Got some body work in over the last few evenings.


Alternating building it up and sanding/grinding it back down.


Just starting on the back....


Getting started on the front bezel, you can see the back is further along at this point...




Close up on front...






I've had to take a few days off...all the sanding was starting to wreak havoc on my sinuses. Managed to do a power on test this past Sunday just to make sure everything still worked.





Got a couple of PM requests for a status update on the model 01 build. Still have some more painting to do, being my first time doing this I kind of made a hash of the paintjob.
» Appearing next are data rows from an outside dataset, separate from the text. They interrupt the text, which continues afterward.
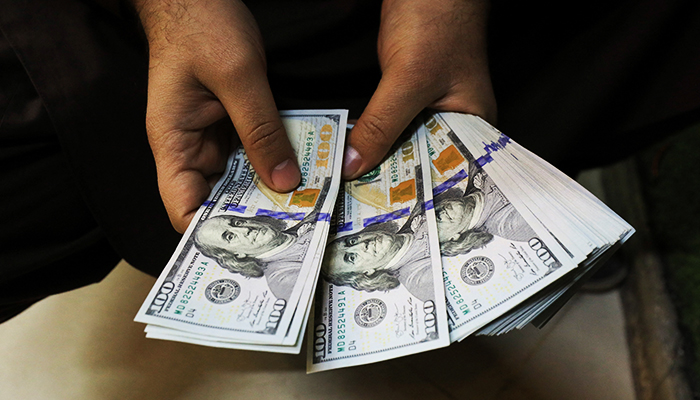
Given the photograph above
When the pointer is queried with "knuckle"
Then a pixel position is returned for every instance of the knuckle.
(375, 133)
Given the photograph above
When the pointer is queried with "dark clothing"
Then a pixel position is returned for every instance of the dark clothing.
(78, 186)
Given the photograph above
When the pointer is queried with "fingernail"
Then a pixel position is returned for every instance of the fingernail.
(351, 162)
(286, 176)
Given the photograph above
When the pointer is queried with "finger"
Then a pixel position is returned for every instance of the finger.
(249, 102)
(392, 107)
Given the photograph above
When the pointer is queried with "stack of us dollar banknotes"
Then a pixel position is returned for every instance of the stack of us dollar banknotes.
(459, 231)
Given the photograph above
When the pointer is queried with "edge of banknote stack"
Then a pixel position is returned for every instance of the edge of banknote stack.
(459, 231)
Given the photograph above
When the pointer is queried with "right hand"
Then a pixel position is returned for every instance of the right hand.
(207, 64)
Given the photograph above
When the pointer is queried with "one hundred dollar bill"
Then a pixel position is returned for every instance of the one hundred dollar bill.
(245, 267)
(381, 294)
(494, 255)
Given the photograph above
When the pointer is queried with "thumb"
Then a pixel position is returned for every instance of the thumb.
(390, 110)
(254, 114)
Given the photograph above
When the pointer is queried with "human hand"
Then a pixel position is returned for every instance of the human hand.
(433, 55)
(207, 64)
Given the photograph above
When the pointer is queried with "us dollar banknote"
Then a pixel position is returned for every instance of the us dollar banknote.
(245, 268)
(494, 255)
(381, 294)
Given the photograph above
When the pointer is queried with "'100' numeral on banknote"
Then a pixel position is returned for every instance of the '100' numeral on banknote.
(243, 268)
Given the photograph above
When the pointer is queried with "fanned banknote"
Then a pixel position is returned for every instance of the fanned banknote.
(381, 294)
(245, 269)
(506, 238)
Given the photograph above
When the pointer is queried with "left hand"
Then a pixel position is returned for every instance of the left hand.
(432, 54)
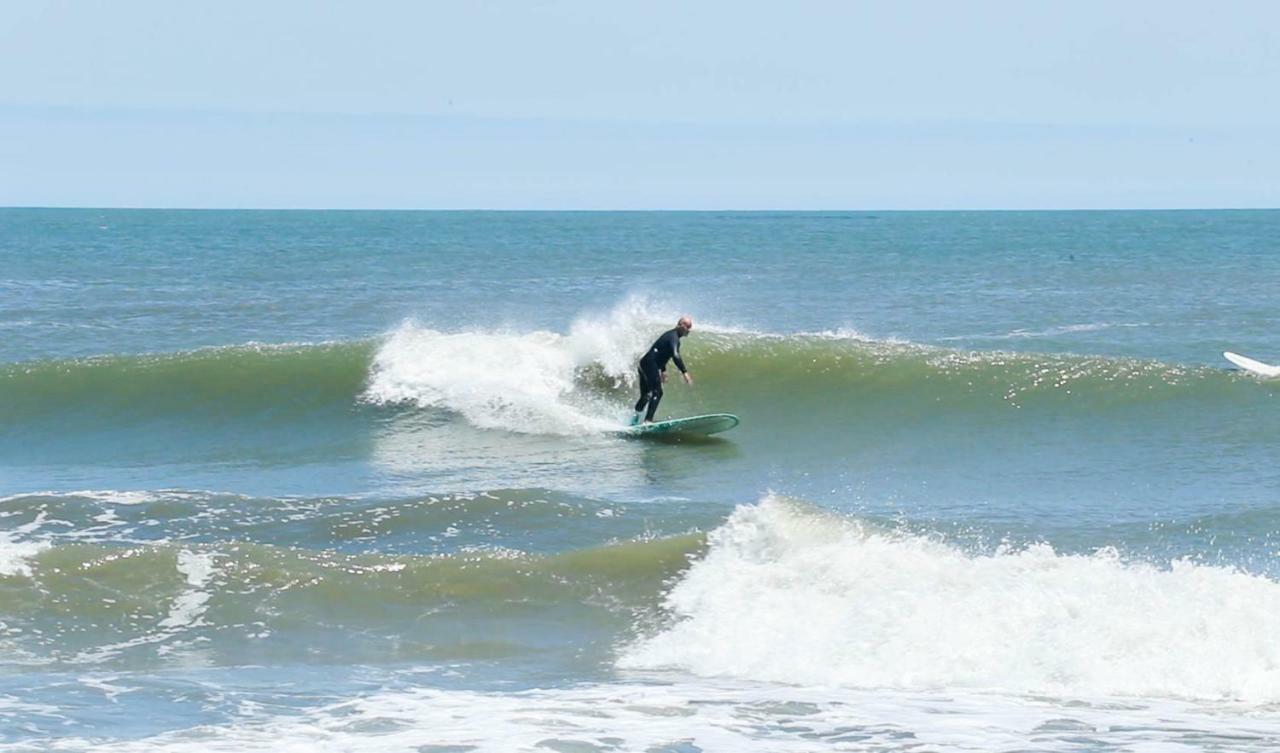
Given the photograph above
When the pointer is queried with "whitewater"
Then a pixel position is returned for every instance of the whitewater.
(350, 480)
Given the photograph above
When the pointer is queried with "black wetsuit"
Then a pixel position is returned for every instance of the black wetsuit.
(652, 365)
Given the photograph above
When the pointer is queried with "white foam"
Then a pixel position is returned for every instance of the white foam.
(516, 380)
(191, 603)
(186, 611)
(791, 594)
(717, 717)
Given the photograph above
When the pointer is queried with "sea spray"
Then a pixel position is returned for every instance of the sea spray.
(792, 594)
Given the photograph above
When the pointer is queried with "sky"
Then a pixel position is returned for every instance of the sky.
(385, 104)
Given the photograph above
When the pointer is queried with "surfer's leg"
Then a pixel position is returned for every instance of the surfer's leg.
(656, 397)
(644, 391)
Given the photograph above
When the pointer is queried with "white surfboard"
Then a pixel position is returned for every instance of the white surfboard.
(1252, 366)
(704, 425)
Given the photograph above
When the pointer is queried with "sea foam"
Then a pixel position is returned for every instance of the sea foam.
(791, 594)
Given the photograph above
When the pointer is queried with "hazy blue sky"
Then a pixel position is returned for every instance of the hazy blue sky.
(598, 105)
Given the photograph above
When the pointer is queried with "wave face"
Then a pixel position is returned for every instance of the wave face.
(792, 594)
(547, 382)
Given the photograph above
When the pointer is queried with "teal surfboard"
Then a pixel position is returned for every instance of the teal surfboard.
(703, 425)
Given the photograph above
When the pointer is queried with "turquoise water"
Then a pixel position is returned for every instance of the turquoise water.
(348, 479)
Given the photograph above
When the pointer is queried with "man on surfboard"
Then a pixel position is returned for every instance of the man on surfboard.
(653, 368)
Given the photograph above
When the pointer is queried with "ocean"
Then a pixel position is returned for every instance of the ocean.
(351, 480)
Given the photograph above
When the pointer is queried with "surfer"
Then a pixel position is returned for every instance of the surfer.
(653, 368)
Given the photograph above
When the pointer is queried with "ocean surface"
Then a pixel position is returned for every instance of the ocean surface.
(348, 480)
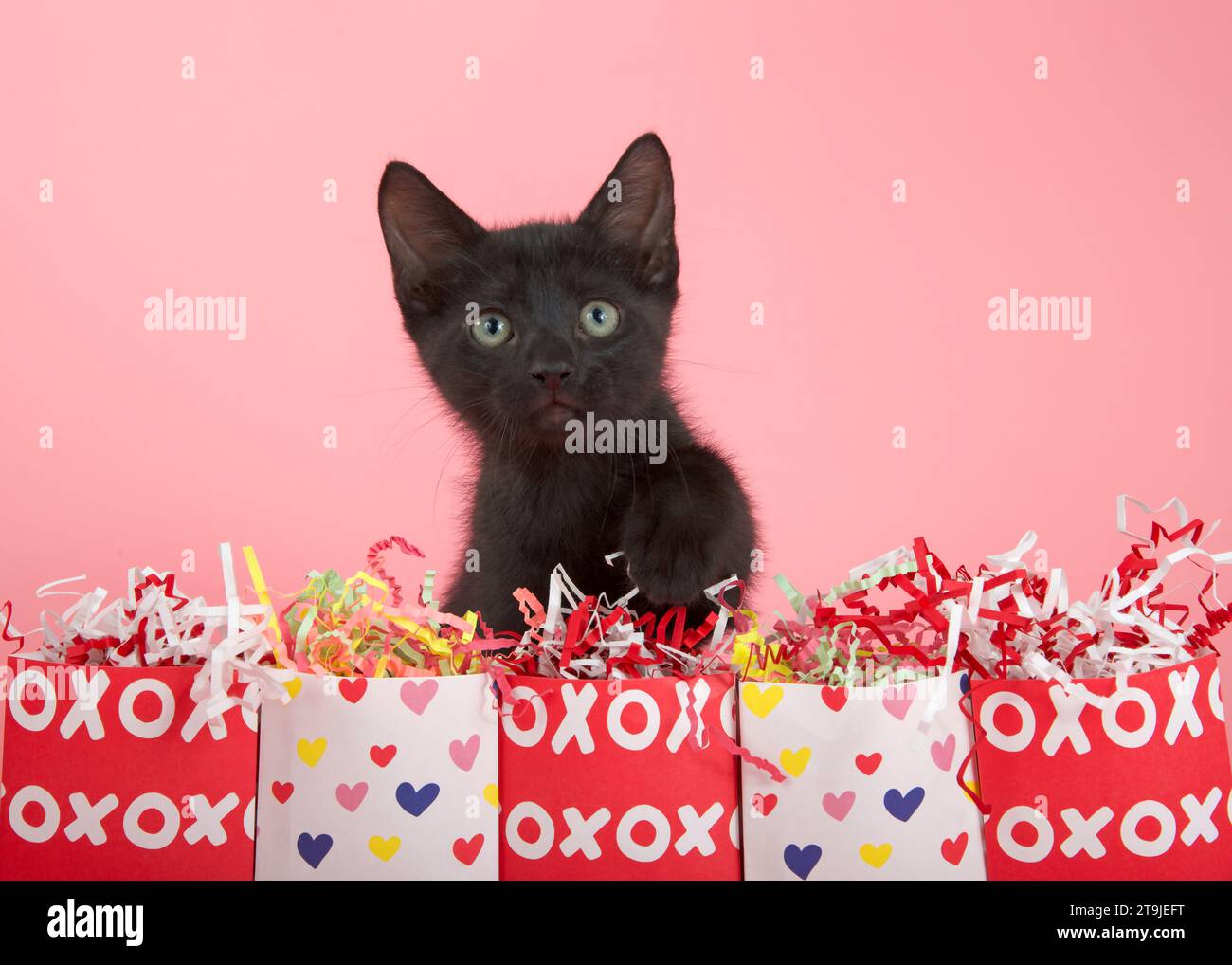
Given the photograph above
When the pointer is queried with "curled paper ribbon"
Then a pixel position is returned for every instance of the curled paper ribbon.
(155, 625)
(904, 615)
(361, 627)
Calling this one done. There's still a ton of stuff I'd like to do on it and its sibling but I think I'll just fold some of those into the next build. I left the plastic on the screen since I plan on using it for a few different builds.






OUYA handheld build log V2 - GamebOUYA

Yeah, I know i'm not done with V1 yet but i've already started working on the second one. The main difference is that for this one I i'm going to allow myself to make changes to the OUYA board itself. I'm not going to try and keep it unplug-able like the V1.


I'm aiming to make this a monochrome build and thus decided to model new O,U,Y,A and center buttons with the text embossed onto them. Like the first one I'm keeping a good portion of the controller grips for comfort. I'll eventually get to a V3 where keeping it small will be the most important factor.


Initial napkin (everything starts with a napkin sketch) sketch; someone on another forum called this the GamebOUYA and I really like it.




I've already modeled and printed (via Shapeways) new covers to test with and to use as a cutting fence for the controller grips:







Revised and reordered from Shapeways:





Had to take a break on the first build for a few days due to all the sanding making my sinues hurt. Haven't been sitting on my hands and have directed my energy to this build.







Had to make some DIY chipboard captive thumbscrews





Got the wiring worked out today on this. Power on test:





As I said in the other thread, I'm calling this one done as well even though I could probably keep on working on it indefinitely. There's got to be a pencil's down moment, though I plan on getting the next one started real soon.